Reputation: 39
I am trying to translate a Matlab "interpn" interpolation of a large, 4D array, but formulations diverge significantly between Matlab and Python. There's a good question/answer from several years ago here that I've been trying to work with. I think I am almost there, but apparently still don't have my grid interpolator properly formulated.
I modeled my code example after the example given in the linked answer above as closely as I could, while using the dimensions I am actually working in. The only change is that I switched rollaxis for moveaxis, as the former is deprecated.

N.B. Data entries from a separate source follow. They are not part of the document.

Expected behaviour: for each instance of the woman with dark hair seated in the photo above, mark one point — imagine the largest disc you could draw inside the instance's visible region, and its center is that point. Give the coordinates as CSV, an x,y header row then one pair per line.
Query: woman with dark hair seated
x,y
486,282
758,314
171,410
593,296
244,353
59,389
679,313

Essentially, given the 4D array skyrad0 (which is dependent on the four elements defined in the first code block) together with two constants and two 1D arrays defined in the third block, I want the interpolated 2D result.
from scipy.interpolate import interpn
import numpy as np
# Define the data space in the 4D skyrad0 array
solzen = np.arange(0,70,10) # 7
aod = np.arange(0,0.25,0.05) # 5
index = np.arange(1,92477,1) # 92476
wave = np.arange(350,1050,5) # 140
# Simulated skyrad for the values above
skyrad0 = np.random.rand(
solzen.size,aod.size,index.size,wave.size) # 7, 5, 92476, 140
# Data space for desired output values of skyrad
# with interpolation between input data space
solzen0 = 30 # 1
aod0 = 0.1 # 1
index0 = index # 92476
wave0 = np.arange(350,1050,10) # 70
# Matlab
# result = squeeze(interpn(solzen, aod, index, wave,
# skyrad0,
# solzen0, aod0, index0, wave0))
# Scipy
points = (solzen, aod, index, wave) # 7, 5, 92476, 140
interp_mesh = np.array(
np.meshgrid(solzen0, aod0, index0, wave0)) # 4, 1, 1, 92476, 70
interp_points = np.moveaxis(interp_mesh, 0, -1) # 1, 1, 92476, 70, 4
interp_points = interp_points.reshape(
(interp_mesh.size // interp_mesh.shape[3],
interp_mesh.shape[3])) # 280, 92476
result = interpn(points, skyrad0, interp_points)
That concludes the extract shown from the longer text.